“Well—” he said again.
“You’d better go.”
“I guess I can get my dinner pretty near any time. I don’t—” He had a thought. “Did you—”
“Did I what?”
“Did you have your dinner before I met you?”
“Well, aren’t you—”
She shook her head. “I don’t want any.”
“I don’t think people have very much appetite to-day and yesterday,” she said, with the hint of a sad laugh, “all over America.”
“No; I guess that’s so.”
“It’s too terrible!” she said. “I can’t sit and eat when I think of the Lusitania—of all those poor, poor people strangling in the water—”
“No; I guess nobody can eat much, if they think about that.”
“And of what it’s going to bring, if we let it,” she went on. “As if this killing weren’t enough, we want to add our killing! Oh, that’s the most terrible thing of all—the thing it makes within us! Don’t you understand?”
She turned to him appealingly, and he felt queerer than ever. Dusk had fallen. Where they stood, under the young-leaved maple tree, there was but a faint lingering of afterglow, and in this mystery her face glimmered wan and sweet; so that Ramsey, just then, was like one who discovers an old pan, used in the kitchen, to be made of chased silver.

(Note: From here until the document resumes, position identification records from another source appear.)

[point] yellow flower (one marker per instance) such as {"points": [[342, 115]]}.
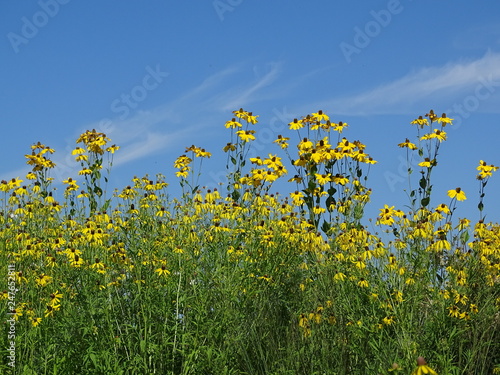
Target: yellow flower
{"points": [[296, 124], [363, 283], [457, 193], [246, 135]]}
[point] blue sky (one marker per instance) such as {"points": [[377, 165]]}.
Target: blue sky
{"points": [[157, 76]]}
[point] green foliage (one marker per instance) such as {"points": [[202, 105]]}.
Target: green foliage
{"points": [[250, 282]]}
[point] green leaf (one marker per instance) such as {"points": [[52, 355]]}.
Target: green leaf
{"points": [[325, 227]]}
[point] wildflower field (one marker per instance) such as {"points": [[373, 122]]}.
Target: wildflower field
{"points": [[241, 279]]}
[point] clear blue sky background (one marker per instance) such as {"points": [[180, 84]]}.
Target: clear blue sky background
{"points": [[67, 65]]}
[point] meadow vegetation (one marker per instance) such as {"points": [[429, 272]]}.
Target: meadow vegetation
{"points": [[244, 280]]}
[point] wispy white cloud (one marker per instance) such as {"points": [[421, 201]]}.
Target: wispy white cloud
{"points": [[444, 84]]}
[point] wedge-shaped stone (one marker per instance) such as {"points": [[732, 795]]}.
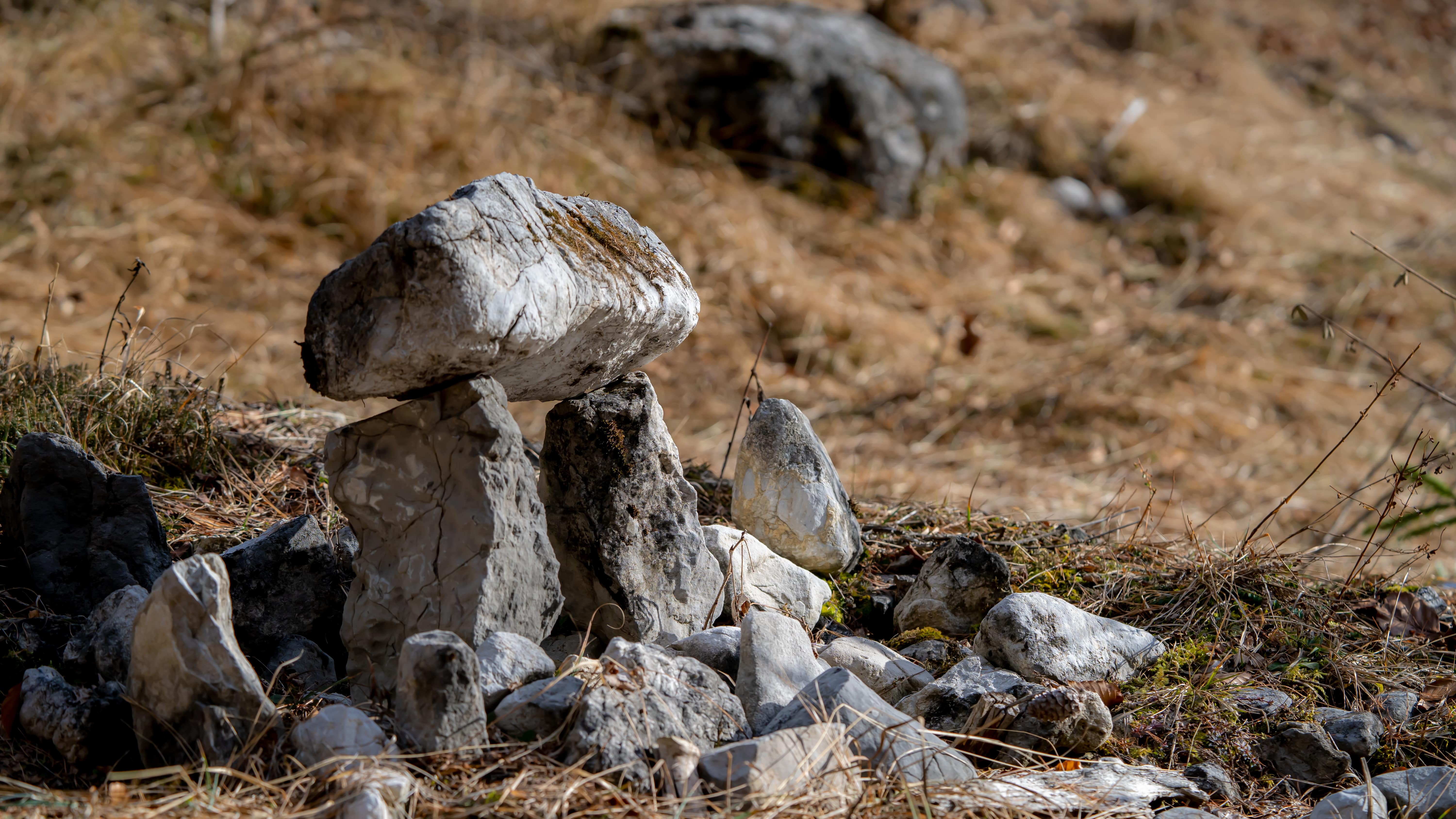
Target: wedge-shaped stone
{"points": [[896, 747], [452, 534], [551, 295], [624, 519], [194, 691]]}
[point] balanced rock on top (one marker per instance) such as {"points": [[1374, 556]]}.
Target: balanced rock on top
{"points": [[553, 297], [787, 493]]}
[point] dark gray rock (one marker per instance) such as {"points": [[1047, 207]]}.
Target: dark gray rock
{"points": [[452, 532], [716, 648], [90, 725], [1420, 792], [787, 493], [538, 709], [551, 297], [650, 693], [308, 664], [72, 532], [1361, 802], [1396, 706], [624, 519], [1358, 734], [1260, 702], [775, 661], [895, 745], [104, 645], [1305, 754], [285, 582], [947, 703], [1215, 780], [959, 585], [509, 662], [826, 88], [438, 703], [1039, 636]]}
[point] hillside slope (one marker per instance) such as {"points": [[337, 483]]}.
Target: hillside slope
{"points": [[991, 340]]}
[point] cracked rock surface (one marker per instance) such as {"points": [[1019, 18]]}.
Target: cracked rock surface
{"points": [[551, 295], [452, 535]]}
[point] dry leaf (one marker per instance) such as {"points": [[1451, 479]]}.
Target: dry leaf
{"points": [[1403, 614], [1439, 690], [9, 710], [1110, 693]]}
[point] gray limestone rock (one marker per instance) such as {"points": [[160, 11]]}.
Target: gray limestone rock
{"points": [[1361, 802], [538, 709], [1037, 635], [1420, 792], [895, 745], [624, 519], [452, 534], [71, 531], [104, 645], [716, 648], [650, 693], [509, 662], [834, 90], [91, 725], [339, 731], [285, 582], [438, 702], [1084, 731], [959, 585], [309, 665], [1214, 779], [761, 578], [787, 493], [947, 703], [1358, 734], [553, 297], [1305, 754], [193, 687], [775, 661], [886, 672], [761, 773], [1396, 706], [1260, 702]]}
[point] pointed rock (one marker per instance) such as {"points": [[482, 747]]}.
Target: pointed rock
{"points": [[787, 493], [452, 534]]}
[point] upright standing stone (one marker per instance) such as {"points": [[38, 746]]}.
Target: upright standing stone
{"points": [[787, 493], [551, 295], [193, 688], [439, 703], [624, 519], [71, 531], [452, 534]]}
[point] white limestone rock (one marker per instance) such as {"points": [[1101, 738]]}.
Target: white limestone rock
{"points": [[553, 297], [767, 771], [1040, 636], [775, 661], [340, 731], [787, 493], [191, 684], [509, 662], [762, 578], [452, 534], [886, 672]]}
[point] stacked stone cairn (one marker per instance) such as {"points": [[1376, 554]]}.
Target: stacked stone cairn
{"points": [[480, 600]]}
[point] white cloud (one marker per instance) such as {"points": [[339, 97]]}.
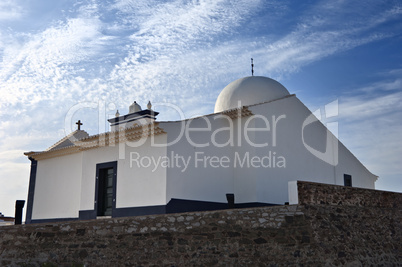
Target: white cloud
{"points": [[10, 10]]}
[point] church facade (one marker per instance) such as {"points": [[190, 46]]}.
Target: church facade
{"points": [[259, 140]]}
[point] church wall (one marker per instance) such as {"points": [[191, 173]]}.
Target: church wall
{"points": [[58, 187], [139, 182], [301, 164], [285, 158], [201, 179], [331, 226], [142, 175], [89, 161]]}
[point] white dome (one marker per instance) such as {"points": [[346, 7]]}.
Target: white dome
{"points": [[249, 91]]}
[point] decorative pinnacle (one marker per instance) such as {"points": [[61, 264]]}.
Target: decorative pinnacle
{"points": [[79, 123], [252, 67]]}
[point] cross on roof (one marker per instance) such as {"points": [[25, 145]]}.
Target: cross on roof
{"points": [[79, 123]]}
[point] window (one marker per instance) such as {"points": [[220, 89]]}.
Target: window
{"points": [[347, 179]]}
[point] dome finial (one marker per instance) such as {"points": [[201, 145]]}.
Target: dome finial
{"points": [[252, 67]]}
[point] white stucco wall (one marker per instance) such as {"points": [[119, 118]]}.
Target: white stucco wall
{"points": [[204, 163], [282, 131], [58, 187], [137, 183]]}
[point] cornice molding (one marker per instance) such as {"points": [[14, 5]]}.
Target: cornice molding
{"points": [[101, 140]]}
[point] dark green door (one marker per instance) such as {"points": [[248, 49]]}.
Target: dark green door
{"points": [[105, 192]]}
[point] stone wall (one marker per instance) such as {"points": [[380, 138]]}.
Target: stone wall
{"points": [[296, 235]]}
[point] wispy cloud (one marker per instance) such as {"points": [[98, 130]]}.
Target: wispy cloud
{"points": [[10, 10]]}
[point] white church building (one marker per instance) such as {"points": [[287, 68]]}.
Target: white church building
{"points": [[249, 152]]}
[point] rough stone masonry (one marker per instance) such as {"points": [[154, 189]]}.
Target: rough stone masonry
{"points": [[321, 230]]}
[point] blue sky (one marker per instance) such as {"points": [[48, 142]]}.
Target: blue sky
{"points": [[94, 57]]}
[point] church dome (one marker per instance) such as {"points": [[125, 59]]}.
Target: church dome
{"points": [[249, 91]]}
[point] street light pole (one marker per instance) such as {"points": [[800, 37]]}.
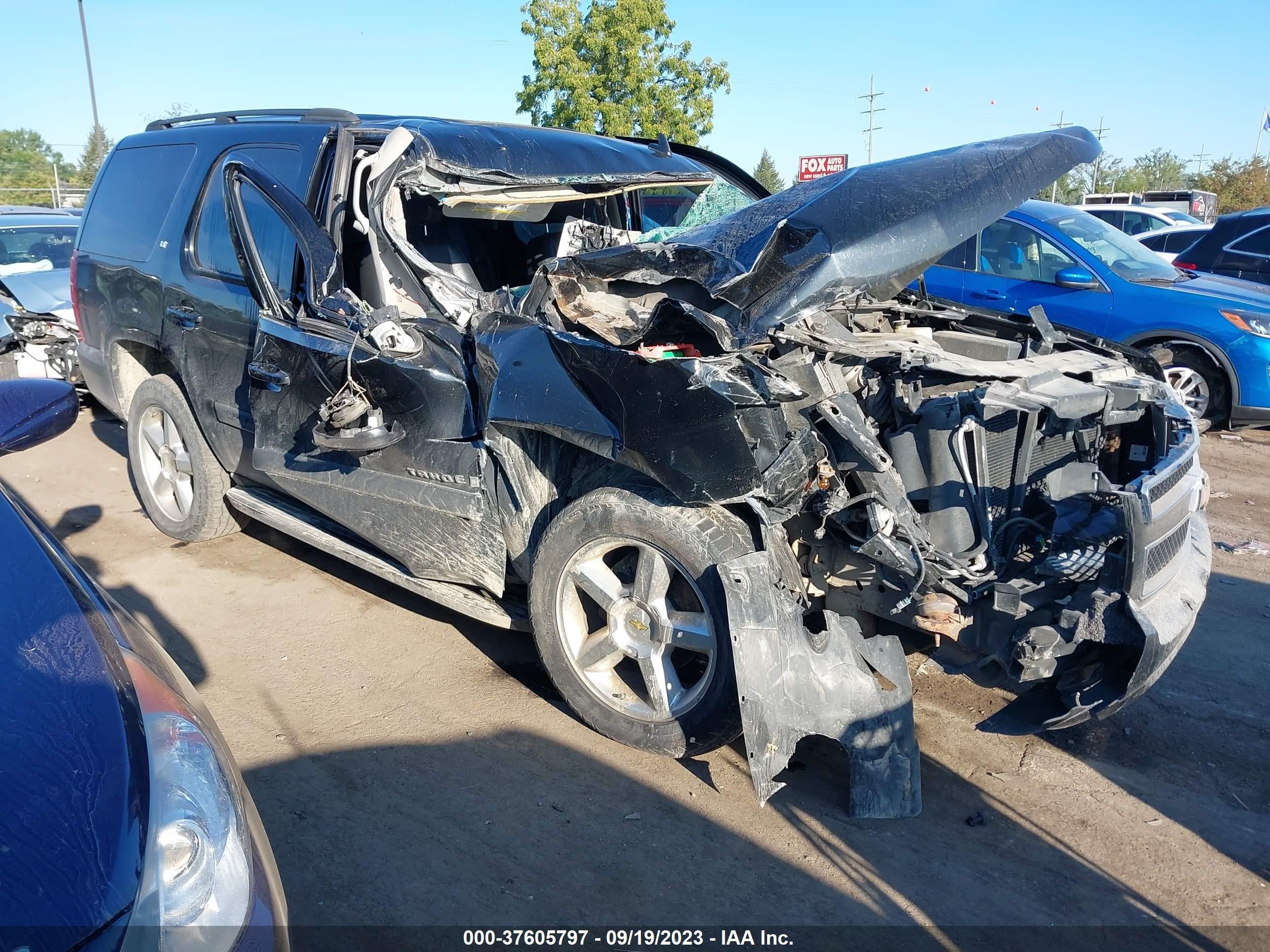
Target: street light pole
{"points": [[88, 60]]}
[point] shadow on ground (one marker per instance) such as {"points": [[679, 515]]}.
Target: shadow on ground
{"points": [[515, 830]]}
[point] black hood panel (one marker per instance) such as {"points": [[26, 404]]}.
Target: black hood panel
{"points": [[874, 229]]}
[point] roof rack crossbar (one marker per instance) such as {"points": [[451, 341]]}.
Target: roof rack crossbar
{"points": [[225, 117]]}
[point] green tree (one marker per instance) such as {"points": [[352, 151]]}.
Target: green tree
{"points": [[1067, 191], [615, 71], [27, 163], [1161, 169], [768, 175], [1238, 184], [96, 149]]}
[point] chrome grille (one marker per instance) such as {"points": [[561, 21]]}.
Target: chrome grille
{"points": [[1164, 551], [1161, 489]]}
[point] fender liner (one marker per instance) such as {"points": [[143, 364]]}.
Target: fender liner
{"points": [[793, 683]]}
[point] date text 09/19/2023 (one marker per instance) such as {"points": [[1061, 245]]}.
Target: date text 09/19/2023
{"points": [[624, 938]]}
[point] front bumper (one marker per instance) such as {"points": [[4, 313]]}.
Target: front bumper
{"points": [[1169, 615]]}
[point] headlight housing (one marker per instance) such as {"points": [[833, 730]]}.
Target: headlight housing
{"points": [[1250, 322], [196, 882]]}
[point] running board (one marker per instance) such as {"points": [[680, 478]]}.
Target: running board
{"points": [[286, 516]]}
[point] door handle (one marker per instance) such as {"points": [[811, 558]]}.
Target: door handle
{"points": [[267, 374], [186, 318]]}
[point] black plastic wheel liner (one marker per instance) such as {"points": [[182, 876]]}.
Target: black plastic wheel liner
{"points": [[793, 686]]}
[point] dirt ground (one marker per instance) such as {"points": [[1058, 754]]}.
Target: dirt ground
{"points": [[413, 767]]}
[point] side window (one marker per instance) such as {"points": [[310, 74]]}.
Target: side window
{"points": [[960, 257], [1179, 241], [1109, 216], [133, 200], [1256, 244], [1014, 250], [1136, 223], [214, 249]]}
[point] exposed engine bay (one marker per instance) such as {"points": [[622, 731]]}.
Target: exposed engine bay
{"points": [[1022, 501], [38, 337]]}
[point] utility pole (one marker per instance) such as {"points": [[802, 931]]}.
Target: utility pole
{"points": [[870, 111], [1099, 133], [88, 60], [1059, 125], [1199, 158]]}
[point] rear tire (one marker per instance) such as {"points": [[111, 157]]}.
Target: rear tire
{"points": [[638, 568], [181, 484], [1197, 377]]}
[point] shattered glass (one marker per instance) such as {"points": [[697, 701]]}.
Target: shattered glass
{"points": [[717, 200]]}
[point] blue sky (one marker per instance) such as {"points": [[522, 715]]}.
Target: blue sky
{"points": [[798, 68]]}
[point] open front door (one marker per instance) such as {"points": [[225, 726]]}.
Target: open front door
{"points": [[423, 497]]}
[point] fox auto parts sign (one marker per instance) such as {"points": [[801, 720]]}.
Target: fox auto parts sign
{"points": [[817, 167]]}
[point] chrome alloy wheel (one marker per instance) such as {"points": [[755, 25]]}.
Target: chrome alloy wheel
{"points": [[1192, 387], [166, 466], [635, 629]]}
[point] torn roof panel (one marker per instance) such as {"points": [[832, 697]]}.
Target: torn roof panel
{"points": [[874, 228], [541, 155]]}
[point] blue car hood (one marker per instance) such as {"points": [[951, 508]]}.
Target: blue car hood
{"points": [[1244, 295], [71, 783], [40, 292]]}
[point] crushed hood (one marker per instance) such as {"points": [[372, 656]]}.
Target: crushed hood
{"points": [[872, 229], [40, 291]]}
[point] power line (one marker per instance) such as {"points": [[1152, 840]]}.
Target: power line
{"points": [[1097, 163], [872, 129], [1199, 158], [1059, 125]]}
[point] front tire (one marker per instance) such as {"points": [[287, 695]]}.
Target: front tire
{"points": [[1197, 377], [181, 484], [632, 621]]}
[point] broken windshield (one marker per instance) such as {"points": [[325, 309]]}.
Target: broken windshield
{"points": [[670, 210]]}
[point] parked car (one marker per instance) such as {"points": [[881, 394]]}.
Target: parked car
{"points": [[495, 382], [1238, 247], [38, 337], [1169, 243], [1138, 220], [1211, 334], [124, 820], [1192, 202]]}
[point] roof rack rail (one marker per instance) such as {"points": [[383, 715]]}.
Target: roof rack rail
{"points": [[226, 117]]}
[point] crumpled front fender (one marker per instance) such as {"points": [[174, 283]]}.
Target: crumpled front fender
{"points": [[794, 683]]}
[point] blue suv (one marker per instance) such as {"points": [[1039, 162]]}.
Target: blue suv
{"points": [[1212, 334]]}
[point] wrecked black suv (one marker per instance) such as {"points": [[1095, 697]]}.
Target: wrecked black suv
{"points": [[702, 441]]}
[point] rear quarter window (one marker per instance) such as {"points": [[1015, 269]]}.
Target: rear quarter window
{"points": [[212, 247], [133, 200], [1256, 244]]}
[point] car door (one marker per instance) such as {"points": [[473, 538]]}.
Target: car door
{"points": [[947, 277], [1018, 268], [422, 492]]}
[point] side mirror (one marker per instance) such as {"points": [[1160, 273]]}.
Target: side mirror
{"points": [[35, 410], [1076, 277]]}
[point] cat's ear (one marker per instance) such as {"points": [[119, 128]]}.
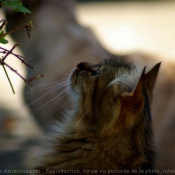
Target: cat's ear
{"points": [[137, 93], [148, 80]]}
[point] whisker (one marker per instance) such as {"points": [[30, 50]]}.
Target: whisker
{"points": [[50, 100], [58, 109], [49, 92]]}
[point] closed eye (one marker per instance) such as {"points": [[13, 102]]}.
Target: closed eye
{"points": [[95, 73]]}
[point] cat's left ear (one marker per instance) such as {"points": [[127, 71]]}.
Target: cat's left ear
{"points": [[148, 80]]}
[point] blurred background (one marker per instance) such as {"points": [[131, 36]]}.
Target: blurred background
{"points": [[66, 33]]}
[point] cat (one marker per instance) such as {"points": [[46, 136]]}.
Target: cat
{"points": [[110, 129]]}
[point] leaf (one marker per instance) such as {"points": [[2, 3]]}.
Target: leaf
{"points": [[16, 5], [2, 38], [3, 41]]}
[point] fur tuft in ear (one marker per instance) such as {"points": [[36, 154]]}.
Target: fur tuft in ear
{"points": [[150, 78], [136, 94]]}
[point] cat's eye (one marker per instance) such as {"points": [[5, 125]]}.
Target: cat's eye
{"points": [[95, 73]]}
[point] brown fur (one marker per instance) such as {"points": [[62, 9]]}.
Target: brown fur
{"points": [[111, 126]]}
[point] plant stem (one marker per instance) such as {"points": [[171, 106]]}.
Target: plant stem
{"points": [[8, 78]]}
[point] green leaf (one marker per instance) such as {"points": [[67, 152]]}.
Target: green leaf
{"points": [[3, 41], [2, 38], [16, 5]]}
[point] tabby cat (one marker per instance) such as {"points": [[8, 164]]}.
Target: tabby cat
{"points": [[110, 129]]}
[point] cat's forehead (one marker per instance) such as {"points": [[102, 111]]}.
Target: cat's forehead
{"points": [[116, 64]]}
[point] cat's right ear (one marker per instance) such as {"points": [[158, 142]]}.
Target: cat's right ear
{"points": [[137, 94]]}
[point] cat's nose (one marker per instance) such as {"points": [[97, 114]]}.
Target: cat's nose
{"points": [[85, 66]]}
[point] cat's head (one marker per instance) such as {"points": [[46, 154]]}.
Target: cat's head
{"points": [[110, 91]]}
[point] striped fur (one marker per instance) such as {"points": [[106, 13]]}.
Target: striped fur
{"points": [[111, 126]]}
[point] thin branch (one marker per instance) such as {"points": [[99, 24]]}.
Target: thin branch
{"points": [[27, 26], [15, 71], [8, 78], [18, 56], [10, 51]]}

“Well, I don’t feel much like dinner right now,” he said. “We—we could sit here awhile on this bench, prob’ly.”
Ramsey kept very few things from Fred Mitchell, and usually his confidences were immediate upon the occasion of them; but allowed several weeks to elapse before sketching for his roommate the outlines of this adventure.
“One thing that was kind o’ funny about it, Fred,” he said, “I didn’t know what to call her.”
Mr. Mitchell, stretched upon the window seat in their “study,” and looking out over the town street below and the campus beyond the street, had already thought it tactful to ambush his profound amusement by turning upon his side, so that his face was toward the window and away from his companion. “What did you want to call her?” he inquired in a serious voice. “Names?”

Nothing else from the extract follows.